Oh, and also we have to make sure that setting reopen_state->bs->explicit_options does not result in derived options being set. It's generated from @options given to bdrv_reopen_queue_child(), joined with bs->explicit_options (induction hypothesis: bs->explicit_options is good). Is @options good, too? So far yes, because it's always empty (except for qemu-io, where it comes directly from the user).

diff --git a/block.c b/block.c
index 9259b42..d76e385 100644
--- a/block.c
+++ b/block.c
@@ -1408,6 +1408,7 @@ static int bdrv_open_inherit(BlockDriverState **pbs, 
const char *filename,
      if (options == NULL) {
          options = qdict_new();
+    bs->explicit_options = qdict_clone_shallow(options);
if (child_role) {
          bs->inherits_from = parent;
@@ -1559,6 +1560,7 @@ fail:
      if (file != NULL) {
+    QDECREF(bs->explicit_options);
      bs->options = NULL;
@@ -1634,7 +1636,7 @@ static BlockReopenQueue 
*bdrv_reopen_queue_child(BlockReopenQueue *bs_queue,
BlockReopenQueueEntry *bs_entry;
      BdrvChild *child;
-    QDict *old_options;
+    QDict *old_options, *explicit_options;
if (bs_queue == NULL) {
          bs_queue = g_new0(BlockReopenQueue, 1);
@@ -1649,11 +1651,18 @@ static BlockReopenQueue 
*bdrv_reopen_queue_child(BlockReopenQueue *bs_queue,
       * Precedence of options:
       * 1. Explicitly passed in options (highest)
       * 2. TODO Set in flags (only for top level)
-     * 3. TODO Retained from explicitly set options of bs
+     * 3. Retained from explicitly set options of bs
       * 4. Inherited from parent node
       * 5. Retained from effective options of bs
+ /* Old explicitly set values (don't overwrite by inherited value) */
+    old_options = qdict_clone_shallow(bs->explicit_options);
+    qdict_join(options, old_options, false);
+    QDECREF(old_options);
+    explicit_options = qdict_clone_shallow(options);
      /* Inherit from parent node */
      if (parent_options) {
@@ -1692,6 +1701,7 @@ static BlockReopenQueue 
*bdrv_reopen_queue_child(BlockReopenQueue *bs_queue,
bs_entry->state.bs = bs;
      bs_entry->state.options = options;
+    bs_entry->state.explicit_options = explicit_options;
      bs_entry->state.flags = flags;
return bs_queue;
@@ -1886,6 +1896,9 @@ void bdrv_reopen_commit(BDRVReopenState *reopen_state)
/* set BDS specific flags now */
+    QDECREF(reopen_state->bs->explicit_options);
+    reopen_state->bs->explicit_options   = reopen_state->explicit_options;
      reopen_state->bs->open_flags         = reopen_state->flags;
      reopen_state->bs->enable_write_cache = !!(reopen_state->flags &
@@ -1909,6 +1922,8 @@ void bdrv_reopen_abort(BDRVReopenState *reopen_state)
      if (drv->bdrv_reopen_abort) {
+    QDECREF(reopen_state->explicit_options);

I think this must be done in bdrv_reopen_multiple(). Otherwise, reopen_state->explicit_options is leaked for the one BDS where bdrv_reopen_prepare() failed.

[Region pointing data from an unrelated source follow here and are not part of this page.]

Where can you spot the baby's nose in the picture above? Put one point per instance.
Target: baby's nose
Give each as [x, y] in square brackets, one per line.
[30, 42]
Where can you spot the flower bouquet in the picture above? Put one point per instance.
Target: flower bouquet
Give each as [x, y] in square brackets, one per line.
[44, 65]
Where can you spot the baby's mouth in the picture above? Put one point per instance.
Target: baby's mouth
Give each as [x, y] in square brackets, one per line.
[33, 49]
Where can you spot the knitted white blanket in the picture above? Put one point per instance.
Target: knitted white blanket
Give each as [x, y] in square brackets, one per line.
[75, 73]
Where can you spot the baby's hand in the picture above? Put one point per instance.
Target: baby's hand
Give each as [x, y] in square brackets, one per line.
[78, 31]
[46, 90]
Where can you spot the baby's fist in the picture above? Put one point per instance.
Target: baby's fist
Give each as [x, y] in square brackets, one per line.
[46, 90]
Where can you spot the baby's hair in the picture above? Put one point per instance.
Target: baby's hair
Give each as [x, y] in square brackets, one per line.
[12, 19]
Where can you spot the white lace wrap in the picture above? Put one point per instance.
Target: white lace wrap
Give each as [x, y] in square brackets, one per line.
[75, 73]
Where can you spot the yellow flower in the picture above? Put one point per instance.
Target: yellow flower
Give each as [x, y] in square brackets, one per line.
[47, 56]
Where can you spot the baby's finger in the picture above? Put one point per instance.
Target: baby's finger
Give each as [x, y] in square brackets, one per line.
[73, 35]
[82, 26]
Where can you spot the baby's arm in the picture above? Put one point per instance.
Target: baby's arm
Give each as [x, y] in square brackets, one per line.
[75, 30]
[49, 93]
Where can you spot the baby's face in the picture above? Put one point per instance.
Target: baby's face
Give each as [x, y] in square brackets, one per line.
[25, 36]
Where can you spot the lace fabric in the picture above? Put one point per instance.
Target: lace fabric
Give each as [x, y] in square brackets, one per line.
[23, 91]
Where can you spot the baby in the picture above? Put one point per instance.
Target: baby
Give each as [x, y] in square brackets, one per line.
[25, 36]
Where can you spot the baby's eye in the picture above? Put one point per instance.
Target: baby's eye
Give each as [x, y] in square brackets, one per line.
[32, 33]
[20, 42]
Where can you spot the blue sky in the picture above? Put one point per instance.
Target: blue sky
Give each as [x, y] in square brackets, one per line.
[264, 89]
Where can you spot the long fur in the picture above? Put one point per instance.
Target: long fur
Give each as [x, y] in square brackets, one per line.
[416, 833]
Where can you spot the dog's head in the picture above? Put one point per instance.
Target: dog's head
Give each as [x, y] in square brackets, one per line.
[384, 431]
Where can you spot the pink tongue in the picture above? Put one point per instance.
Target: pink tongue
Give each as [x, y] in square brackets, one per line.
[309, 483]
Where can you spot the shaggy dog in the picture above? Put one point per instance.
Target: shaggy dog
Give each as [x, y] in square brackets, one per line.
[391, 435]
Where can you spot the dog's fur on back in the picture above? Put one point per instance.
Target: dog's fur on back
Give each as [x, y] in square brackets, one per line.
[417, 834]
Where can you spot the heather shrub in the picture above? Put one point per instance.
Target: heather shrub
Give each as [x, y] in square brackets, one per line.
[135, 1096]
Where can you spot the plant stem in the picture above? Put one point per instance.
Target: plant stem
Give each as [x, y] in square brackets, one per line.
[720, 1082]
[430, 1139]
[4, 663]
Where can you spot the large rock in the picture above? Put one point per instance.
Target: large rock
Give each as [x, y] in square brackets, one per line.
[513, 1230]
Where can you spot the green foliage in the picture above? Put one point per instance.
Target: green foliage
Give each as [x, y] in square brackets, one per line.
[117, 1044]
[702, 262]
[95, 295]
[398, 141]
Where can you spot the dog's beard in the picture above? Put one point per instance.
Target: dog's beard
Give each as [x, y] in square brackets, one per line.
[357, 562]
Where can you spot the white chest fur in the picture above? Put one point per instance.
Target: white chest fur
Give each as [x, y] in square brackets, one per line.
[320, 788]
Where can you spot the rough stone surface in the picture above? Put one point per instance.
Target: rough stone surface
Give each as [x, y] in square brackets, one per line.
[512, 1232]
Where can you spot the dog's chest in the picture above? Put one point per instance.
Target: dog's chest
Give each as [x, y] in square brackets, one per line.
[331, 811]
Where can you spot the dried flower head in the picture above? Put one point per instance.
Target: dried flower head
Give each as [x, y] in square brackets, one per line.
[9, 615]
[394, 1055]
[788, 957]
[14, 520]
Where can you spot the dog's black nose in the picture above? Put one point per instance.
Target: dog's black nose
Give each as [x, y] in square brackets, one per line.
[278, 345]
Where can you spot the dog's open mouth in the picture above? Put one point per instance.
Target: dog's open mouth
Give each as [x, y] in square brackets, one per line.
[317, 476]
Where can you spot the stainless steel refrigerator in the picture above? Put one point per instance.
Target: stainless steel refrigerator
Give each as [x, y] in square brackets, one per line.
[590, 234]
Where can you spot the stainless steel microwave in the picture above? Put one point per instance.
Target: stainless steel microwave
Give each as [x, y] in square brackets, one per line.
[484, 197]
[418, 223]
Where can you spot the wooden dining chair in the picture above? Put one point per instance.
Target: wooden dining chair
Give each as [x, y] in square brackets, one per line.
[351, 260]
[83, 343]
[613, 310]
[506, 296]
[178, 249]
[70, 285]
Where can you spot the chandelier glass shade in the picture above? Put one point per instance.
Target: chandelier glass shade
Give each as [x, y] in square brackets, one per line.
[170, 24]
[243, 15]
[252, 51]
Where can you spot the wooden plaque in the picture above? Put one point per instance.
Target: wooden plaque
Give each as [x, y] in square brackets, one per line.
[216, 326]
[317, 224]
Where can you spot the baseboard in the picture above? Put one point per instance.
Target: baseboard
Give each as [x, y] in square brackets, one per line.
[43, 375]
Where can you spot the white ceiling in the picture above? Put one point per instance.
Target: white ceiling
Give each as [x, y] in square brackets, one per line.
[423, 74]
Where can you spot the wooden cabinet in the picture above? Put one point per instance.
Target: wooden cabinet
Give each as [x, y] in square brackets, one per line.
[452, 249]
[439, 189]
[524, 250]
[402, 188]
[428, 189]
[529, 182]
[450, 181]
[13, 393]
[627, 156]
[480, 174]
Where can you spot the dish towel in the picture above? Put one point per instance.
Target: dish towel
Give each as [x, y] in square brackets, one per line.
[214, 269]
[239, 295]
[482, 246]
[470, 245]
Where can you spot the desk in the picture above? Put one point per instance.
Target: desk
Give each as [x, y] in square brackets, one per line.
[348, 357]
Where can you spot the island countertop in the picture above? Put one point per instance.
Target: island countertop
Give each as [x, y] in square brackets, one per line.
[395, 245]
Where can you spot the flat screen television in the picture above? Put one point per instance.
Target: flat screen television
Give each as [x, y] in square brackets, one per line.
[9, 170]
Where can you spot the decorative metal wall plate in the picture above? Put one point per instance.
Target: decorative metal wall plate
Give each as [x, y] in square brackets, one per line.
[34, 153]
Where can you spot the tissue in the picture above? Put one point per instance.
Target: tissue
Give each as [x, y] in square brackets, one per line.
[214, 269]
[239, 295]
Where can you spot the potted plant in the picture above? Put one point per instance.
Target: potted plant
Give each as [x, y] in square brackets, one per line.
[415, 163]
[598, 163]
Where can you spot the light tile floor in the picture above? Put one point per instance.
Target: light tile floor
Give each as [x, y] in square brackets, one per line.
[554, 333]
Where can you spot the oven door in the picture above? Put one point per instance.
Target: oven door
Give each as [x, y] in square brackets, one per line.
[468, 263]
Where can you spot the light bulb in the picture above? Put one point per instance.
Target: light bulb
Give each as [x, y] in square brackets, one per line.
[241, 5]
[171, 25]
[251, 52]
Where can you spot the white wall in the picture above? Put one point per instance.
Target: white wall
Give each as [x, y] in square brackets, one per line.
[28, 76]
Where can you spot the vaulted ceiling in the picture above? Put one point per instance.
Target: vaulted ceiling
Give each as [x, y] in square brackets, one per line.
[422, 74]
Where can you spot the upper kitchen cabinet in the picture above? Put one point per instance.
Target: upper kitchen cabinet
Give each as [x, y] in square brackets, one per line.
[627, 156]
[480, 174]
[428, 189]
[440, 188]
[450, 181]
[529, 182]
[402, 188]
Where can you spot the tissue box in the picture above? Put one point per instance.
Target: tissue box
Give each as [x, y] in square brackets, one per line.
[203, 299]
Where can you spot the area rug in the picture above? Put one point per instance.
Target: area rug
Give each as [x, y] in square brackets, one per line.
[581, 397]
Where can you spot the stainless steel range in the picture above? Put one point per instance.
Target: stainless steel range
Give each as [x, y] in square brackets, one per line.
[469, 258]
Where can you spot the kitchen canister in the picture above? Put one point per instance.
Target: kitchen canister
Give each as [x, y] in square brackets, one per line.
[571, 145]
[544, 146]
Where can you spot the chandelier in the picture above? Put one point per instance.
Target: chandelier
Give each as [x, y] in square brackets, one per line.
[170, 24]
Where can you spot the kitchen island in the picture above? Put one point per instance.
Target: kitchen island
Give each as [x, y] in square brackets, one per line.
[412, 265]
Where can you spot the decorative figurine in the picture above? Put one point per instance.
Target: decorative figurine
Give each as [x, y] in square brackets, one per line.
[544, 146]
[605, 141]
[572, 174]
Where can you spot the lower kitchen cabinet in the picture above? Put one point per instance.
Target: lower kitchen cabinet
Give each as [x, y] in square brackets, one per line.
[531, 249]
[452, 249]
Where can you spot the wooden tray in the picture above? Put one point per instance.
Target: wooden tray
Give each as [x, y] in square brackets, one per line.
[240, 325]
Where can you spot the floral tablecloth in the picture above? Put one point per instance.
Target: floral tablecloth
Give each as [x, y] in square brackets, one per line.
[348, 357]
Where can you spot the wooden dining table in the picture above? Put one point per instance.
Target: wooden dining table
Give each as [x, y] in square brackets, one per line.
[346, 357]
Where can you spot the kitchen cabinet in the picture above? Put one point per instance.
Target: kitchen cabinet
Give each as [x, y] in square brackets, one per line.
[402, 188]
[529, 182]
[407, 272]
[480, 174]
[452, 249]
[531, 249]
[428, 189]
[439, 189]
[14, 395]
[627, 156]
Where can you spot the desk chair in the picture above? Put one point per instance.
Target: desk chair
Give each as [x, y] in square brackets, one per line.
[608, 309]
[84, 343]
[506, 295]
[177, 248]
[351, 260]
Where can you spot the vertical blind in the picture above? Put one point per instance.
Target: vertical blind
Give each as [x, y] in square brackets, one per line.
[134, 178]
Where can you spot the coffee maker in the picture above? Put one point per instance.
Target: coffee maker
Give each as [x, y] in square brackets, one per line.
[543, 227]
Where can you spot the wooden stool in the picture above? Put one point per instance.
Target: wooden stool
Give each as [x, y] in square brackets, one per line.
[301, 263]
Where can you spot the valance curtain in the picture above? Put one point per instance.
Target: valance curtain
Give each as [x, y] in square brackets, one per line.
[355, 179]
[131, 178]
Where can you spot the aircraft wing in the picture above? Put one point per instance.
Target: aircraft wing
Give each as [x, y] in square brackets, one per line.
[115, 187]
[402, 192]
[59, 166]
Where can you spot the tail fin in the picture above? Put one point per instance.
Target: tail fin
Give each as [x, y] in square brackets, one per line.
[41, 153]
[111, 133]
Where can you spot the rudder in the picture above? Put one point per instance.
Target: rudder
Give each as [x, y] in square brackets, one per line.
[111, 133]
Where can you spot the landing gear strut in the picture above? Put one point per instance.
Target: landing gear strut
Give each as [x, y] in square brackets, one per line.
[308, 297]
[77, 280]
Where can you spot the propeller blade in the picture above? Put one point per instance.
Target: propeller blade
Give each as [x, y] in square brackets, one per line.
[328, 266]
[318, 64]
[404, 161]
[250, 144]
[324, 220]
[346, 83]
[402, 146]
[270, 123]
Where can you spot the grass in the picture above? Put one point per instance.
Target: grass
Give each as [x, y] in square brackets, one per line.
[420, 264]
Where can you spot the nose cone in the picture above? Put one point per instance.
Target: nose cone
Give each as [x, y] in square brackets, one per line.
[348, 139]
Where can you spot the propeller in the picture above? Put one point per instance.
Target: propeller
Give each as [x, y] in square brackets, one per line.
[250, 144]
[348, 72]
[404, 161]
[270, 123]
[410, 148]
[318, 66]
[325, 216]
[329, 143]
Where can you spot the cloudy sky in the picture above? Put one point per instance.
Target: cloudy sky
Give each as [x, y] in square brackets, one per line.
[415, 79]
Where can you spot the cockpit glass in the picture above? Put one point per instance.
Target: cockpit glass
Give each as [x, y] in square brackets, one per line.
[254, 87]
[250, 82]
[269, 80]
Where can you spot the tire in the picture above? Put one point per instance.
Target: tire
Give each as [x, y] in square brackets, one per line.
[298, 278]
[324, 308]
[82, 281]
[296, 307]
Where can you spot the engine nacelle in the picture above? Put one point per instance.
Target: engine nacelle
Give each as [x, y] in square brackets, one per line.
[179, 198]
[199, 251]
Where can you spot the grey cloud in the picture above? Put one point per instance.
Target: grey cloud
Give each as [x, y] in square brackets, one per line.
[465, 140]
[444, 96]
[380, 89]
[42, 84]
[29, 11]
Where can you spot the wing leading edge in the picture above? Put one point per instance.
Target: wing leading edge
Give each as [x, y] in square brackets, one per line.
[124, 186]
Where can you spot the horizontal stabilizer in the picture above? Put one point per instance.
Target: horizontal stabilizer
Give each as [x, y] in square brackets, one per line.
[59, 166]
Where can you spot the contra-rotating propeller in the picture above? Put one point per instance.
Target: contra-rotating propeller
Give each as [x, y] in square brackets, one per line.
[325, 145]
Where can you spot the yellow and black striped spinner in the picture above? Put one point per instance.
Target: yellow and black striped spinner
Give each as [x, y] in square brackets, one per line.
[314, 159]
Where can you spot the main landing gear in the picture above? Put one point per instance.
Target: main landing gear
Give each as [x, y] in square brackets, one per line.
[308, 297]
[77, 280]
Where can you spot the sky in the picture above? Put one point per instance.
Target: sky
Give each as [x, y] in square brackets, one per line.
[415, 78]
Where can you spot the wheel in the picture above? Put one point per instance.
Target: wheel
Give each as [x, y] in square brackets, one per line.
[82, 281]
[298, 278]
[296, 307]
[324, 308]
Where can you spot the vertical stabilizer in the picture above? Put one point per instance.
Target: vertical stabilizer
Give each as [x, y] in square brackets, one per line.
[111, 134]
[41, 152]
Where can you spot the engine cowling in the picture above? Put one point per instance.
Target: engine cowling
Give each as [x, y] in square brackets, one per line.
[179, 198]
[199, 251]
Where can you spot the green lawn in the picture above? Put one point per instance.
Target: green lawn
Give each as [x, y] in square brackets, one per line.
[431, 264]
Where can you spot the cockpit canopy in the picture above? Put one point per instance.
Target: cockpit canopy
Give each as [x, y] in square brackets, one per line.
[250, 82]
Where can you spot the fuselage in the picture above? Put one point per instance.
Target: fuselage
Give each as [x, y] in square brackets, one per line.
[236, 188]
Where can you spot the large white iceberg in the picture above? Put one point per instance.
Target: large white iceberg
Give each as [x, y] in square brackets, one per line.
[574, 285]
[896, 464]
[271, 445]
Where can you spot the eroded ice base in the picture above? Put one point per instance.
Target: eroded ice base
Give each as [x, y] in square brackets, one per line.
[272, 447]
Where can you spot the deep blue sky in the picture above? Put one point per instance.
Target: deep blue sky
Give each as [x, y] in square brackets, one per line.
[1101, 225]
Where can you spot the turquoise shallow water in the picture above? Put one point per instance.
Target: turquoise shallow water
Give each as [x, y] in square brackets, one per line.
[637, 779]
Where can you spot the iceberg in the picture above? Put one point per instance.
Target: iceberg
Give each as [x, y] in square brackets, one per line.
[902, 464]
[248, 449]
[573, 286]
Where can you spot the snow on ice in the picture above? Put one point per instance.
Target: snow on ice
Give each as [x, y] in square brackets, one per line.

@@ -1952,6 +1967,7 @@ void bdrv_close(BlockDriverState *bs)
          bs->sg = 0;
          bs->zero_beyond_eof = false;
+        QDECREF(bs->explicit_options);
          bs->options = NULL;
          bs->full_open_options = NULL;
diff --git a/include/block/block.h b/include/block/block.h
index 1287013..08bd0fe 100644
--- a/include/block/block.h
+++ b/include/block/block.h
@@ -147,6 +147,7 @@ typedef struct BDRVReopenState {
      BlockDriverState *bs;
      int flags;
      QDict *options;
+    QDict *explicit_options;
      void *opaque;
  } BDRVReopenState;
diff --git a/include/block/block_int.h b/include/block/block_int.h
index 1cae8d4..a2e96bb 100644
--- a/include/block/block_int.h
+++ b/include/block/block_int.h
@@ -443,6 +443,7 @@ struct BlockDriverState {
      QLIST_HEAD(, BdrvChild) children;
QDict *options;
+    QDict *explicit_options;
      BlockdevDetectZeroesOptions detect_zeroes;
/* The error object in use for blocking operations on backing_hd */

What I'd like to have for a R-b: No leak of reopen_state->explicit_options, and an answer to the question whether options coming from a JSON filename should be part of bs->explicit_options (right now, they are for all child BDSs, but not for the top BDS, because bdrv_fill_options() is called after bs->explicit_options is set).